Giter Site home page Giter Site logo

mtpatter / postgres-kafka-demo Goto Github PK

View Code? Open in Web Editor NEW
142.0 7.0 61.0 723 KB

Fully reproducible, Dockerized, step-by-step, demo on how to stream tables from Postgres to Kafka/KSQL back to Postgres. Detailed blog post published on Medium.

Home Page: https://medium.com/high-alpha/data-stream-processing-for-newbies-with-kafka-ksql-and-postgres-c30309cfaaf8?sk=3da652f7ab08ef3a138241569857e110

Dockerfile 100.00%
kafka kafka-connect ksql ksql-server postgresql debezium streaming

postgres-kafka-demo's Introduction

postgres-kafka-demo

img

Fully reproducible step-by-step demo on how to stream tables from Postgres to Kafka/KSQL back to Postgres.

I walk through this tutorial and others here on GitHub and on my Medium blog. Here is a friend link for open access to the article: Data Stream Processing for Newbies with Kafka, KSQL, and Postgres.
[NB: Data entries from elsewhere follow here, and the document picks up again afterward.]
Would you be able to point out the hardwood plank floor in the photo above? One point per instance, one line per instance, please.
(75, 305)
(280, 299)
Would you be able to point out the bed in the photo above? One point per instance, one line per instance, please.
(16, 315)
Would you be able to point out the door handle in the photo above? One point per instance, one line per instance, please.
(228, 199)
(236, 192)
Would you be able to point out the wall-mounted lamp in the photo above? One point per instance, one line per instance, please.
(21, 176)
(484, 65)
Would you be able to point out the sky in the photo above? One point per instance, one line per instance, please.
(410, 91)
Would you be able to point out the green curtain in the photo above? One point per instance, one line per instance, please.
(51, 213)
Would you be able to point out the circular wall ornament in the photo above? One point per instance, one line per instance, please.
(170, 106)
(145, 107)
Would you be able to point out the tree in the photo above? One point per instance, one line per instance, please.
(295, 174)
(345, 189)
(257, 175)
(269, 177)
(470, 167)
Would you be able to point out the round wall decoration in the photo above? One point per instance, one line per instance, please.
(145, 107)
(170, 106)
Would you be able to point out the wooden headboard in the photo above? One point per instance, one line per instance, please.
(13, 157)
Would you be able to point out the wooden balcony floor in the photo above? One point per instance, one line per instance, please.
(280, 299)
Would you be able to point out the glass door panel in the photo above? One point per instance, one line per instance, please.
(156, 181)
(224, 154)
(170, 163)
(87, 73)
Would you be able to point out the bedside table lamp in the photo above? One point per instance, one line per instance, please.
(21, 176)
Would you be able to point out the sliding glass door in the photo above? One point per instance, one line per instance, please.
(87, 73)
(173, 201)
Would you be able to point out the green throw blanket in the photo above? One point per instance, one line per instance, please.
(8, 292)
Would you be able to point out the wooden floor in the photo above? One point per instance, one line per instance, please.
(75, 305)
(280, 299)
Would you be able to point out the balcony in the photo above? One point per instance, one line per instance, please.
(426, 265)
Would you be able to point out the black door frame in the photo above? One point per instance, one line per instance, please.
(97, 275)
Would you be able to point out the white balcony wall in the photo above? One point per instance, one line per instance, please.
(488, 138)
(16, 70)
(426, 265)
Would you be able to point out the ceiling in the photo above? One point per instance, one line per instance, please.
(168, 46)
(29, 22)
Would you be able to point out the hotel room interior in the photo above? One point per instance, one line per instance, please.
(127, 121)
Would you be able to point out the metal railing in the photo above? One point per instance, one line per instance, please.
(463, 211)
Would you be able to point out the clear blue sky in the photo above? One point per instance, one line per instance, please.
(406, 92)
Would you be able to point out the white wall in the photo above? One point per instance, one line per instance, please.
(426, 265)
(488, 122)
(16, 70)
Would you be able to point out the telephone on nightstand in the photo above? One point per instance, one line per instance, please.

I'll always add friend links on my GitHub tutorials for free Medium access if you don't have a paid Medium membership (referral link).

If you find any of this useful, I always appreciate contributions to my Saturday morning fancy coffee fund!

All components are containerized so that the only things you need to run through this demo are Docker and docker-compose.

Data

The data used here was originally taken from the Graduate Admissions open dataset available on Kaggle. The admit csv files are records of students and test scores with their chances of college admission. The research csv files contain a flag per student for whether or not they have research experience.

Components

The following technologies are used through Docker containers:

  • Kafka, the streaming platform
  • Zookeeper, Kafka's best friend
  • KSQL server, which we will use to create real-time updating tables
  • Kafka's schema registry, needed to use the Avro data format
  • Kafka Connect, pulled from debezium, which will source and sink data back and forth through Kafka
  • Postgres, pulled from debezium, tailored for use with Connect

Most of the containers are pulled directly from official Docker Hub images. The debezium connect image used here needs some additional packages, so I've built a debezium connect image that I've made available on DockerHub. It can also be built from the included Dockerfile.

Build the connect image (optional)

docker build -t debezium-connect -f debezium.Dockerfile .

Bring up the entire environment

docker-compose up -d

Loading data into Postgres

We will bring up a container with a psql command line, mount our local data files inside, create a database called students, and load the data on students' chance of admission into the admission table.

docker run -it --rm --network=postgres-kafka-demo_default \
         -v $PWD:/home/data/ \
         postgres:11.0 psql -h postgres -U postgres

Password = postgres

At the command line:

CREATE DATABASE students;
\connect students;

Load our admission data table:

CREATE TABLE admission
(student_id INTEGER, gre INTEGER, toefl INTEGER, cpga DOUBLE PRECISION, admit_chance DOUBLE PRECISION,
CONSTRAINT student_id_pk PRIMARY KEY (student_id));

\copy admission FROM '/home/data/admit_1.csv' DELIMITER ',' CSV HEADER

Load the research data table with:

CREATE TABLE research
(student_id INTEGER, rating INTEGER, research INTEGER,
PRIMARY KEY (student_id));

\copy research FROM '/home/data/research_1.csv' DELIMITER ',' CSV HEADER

Connect Postgres database as a source to Kafka

The postgres-source.json file contains the configuration settings needed to sink all of the students database to Kafka.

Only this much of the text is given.